Online Reference For Body, Mind & Spirit

Term: Yoga

DEFINITIONs:

1.  From the Sanskrit “yug” meaning union, yoga means a union between a human and the Divine. There are several different types of yoga. Most people equate it with hatha (Sanskrit “hat” “ha” meaning sun-moon), which involves moving the body into a series of positions known as asanas. Today, many people enjoy hatha yoga for its physical benefits, although when accompanied by certain muscle tension or “locks,” breathing techniques, and visualizations, it can provide more spiritual development. Other types of yoga include:

Karma yoga: The yoga of action. Practitioners do what is right without a focus on the results of their actions.
Bhakti yoga: The yoga of devotion. Practitioners live in devotion to a deity.
Jnana yoga: The yoga of knowledge. Practitioners become closer to the Divine through the study of spiritual texts.
Tantric yoga: Using Tantric techniques, including mantra, yantra, breathwork, and sexual activity to become closer to the Divine.
Kundalini yoga: Popular name for Laya yoga, the use of visualization and breathwork to generate and move kundalini energy up an energy path associated with the spine, and through the chakras, opening them and resulting in enlightenment.
Raja yoga: The royal yoga. Practitioners use meditation to become closer to the Divine.
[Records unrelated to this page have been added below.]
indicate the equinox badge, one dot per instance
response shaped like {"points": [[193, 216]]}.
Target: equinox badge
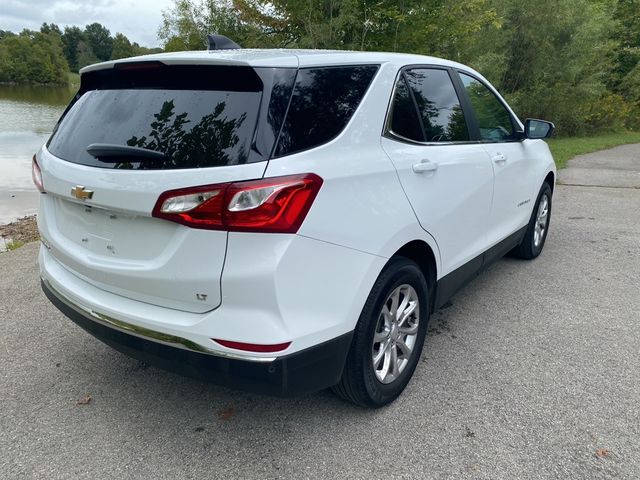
{"points": [[81, 193]]}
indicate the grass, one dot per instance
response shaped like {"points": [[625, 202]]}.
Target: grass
{"points": [[564, 149]]}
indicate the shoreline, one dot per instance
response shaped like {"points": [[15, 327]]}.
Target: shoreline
{"points": [[19, 232]]}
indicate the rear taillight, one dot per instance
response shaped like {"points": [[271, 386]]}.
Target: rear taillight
{"points": [[36, 175], [277, 205]]}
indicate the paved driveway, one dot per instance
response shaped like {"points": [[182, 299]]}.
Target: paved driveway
{"points": [[532, 372]]}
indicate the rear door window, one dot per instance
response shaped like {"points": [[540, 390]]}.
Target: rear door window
{"points": [[196, 116], [323, 101], [438, 105], [404, 116]]}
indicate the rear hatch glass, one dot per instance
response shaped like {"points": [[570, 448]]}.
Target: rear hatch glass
{"points": [[194, 126], [205, 116]]}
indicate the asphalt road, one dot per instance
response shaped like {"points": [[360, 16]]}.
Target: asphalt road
{"points": [[532, 372]]}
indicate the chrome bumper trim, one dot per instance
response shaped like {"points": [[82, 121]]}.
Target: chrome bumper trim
{"points": [[146, 333]]}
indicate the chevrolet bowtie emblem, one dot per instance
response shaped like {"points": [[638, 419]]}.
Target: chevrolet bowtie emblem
{"points": [[81, 193]]}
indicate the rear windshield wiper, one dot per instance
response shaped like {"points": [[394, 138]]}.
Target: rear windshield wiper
{"points": [[111, 153]]}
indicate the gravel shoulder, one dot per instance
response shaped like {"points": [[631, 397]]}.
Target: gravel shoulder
{"points": [[532, 372]]}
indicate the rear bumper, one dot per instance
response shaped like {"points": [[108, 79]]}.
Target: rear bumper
{"points": [[305, 371]]}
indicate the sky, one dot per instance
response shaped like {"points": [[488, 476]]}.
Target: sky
{"points": [[137, 19]]}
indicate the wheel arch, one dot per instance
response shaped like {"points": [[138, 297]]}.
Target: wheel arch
{"points": [[423, 255]]}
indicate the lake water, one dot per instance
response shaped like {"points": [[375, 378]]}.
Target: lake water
{"points": [[27, 117]]}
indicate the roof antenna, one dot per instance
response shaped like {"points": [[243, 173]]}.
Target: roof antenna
{"points": [[220, 42]]}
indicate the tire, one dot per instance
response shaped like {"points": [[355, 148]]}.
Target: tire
{"points": [[380, 337], [536, 234]]}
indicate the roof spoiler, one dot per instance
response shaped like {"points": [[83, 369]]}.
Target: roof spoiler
{"points": [[220, 42]]}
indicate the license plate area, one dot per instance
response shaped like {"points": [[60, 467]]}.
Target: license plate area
{"points": [[112, 234]]}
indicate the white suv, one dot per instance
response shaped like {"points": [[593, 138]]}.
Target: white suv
{"points": [[283, 221]]}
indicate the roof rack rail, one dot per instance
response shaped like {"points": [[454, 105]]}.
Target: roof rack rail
{"points": [[220, 42]]}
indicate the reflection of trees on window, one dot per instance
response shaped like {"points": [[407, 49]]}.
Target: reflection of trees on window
{"points": [[404, 120], [204, 145], [438, 105], [493, 119], [323, 101], [457, 126]]}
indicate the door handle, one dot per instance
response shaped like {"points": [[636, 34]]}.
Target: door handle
{"points": [[425, 166], [499, 158]]}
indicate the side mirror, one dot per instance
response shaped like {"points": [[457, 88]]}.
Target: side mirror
{"points": [[535, 129]]}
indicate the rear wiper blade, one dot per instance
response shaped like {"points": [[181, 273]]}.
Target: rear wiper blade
{"points": [[107, 152]]}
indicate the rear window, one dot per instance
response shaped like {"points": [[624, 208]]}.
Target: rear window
{"points": [[323, 101], [196, 116]]}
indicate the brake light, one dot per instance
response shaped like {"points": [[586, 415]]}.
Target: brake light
{"points": [[36, 175], [252, 347], [277, 205]]}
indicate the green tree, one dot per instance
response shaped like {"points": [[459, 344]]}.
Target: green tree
{"points": [[122, 47], [100, 41], [32, 57], [86, 55], [71, 39]]}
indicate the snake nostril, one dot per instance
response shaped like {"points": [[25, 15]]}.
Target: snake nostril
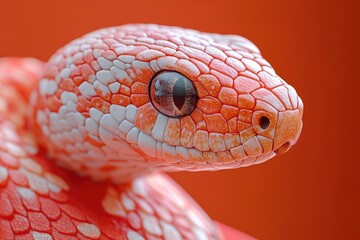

AUTHOR:  Donald Michael Kraig
2.  To yoke. The union of spirit into form. The philosophical path of going within to discover spiritual nature.
SOURCE:  Sacred Path of Yoga, by Katalin Koda

3.  Sanskrit word meaning “Union, to Yoke”: An Indian system, like Taoism and Western Magick, intended to develop the whole person including the psychic and spiritual bodies. The Sanskrit root not only a implies a linking with cosmic forces but also suggests the harnessing (a yoke is a harness) and control of our own energies. Yoga is a total art and science of living leading to “skill in action.”

The Sanskrit root "yug" gives rise to the following meanings:

I. Yoking, team; vehicle; equipment (of an army).

  1. Performance, employment; occupation.
  2. Use, application, method.
  3. Remedy, cure, wholeness.
  4. Means, device, instrument producing a result.
  5. Spell, magic, dextrous feat.
  6. Opportunity, undertaking, task performed perfectly.
    1. Union, contact with, relationship.
    2. Combination, mixture, bringing together of polarities or complementaries (e.g., arrow with target, key with lock).
    3. Aquisition of, gain, profit (alchemy).
    4. Order, succession, correctness.
    5. Aggregate, sum, conjunction (of stars); constellation.
    6. Fitness, propriety, strenuousness, extertion, endeavor, zeal, assiduity.
    7. Mental concentration, systematic abstraction, system of philosophy.
    8. Unity of soul (Purusha) and Nature (Prakrit) (alchemical marriage).
    9. Connection of a word with its root, etymological meaning of a word, deriving one word from another.

 

Suggested Reading:

Muni: Yoga: The Ultimate Spiritual Path

Mumford & Riddle: Yoga Nidra: Chakra Theory

AUTHOR:  Carl Llewellyn Weschcke

4.  Yoking or union; an Indian spiritual tradition closely related to Tantra. While most Westerners think of Yoga as a form of exercise characterized by various asanas (postures), there are many ways to practice Yoga, and some of them do not involve physical postures at all. It can be useful to think of Yoga as a state of mental stillness, accompanied by a feeling of union or merger with all that is.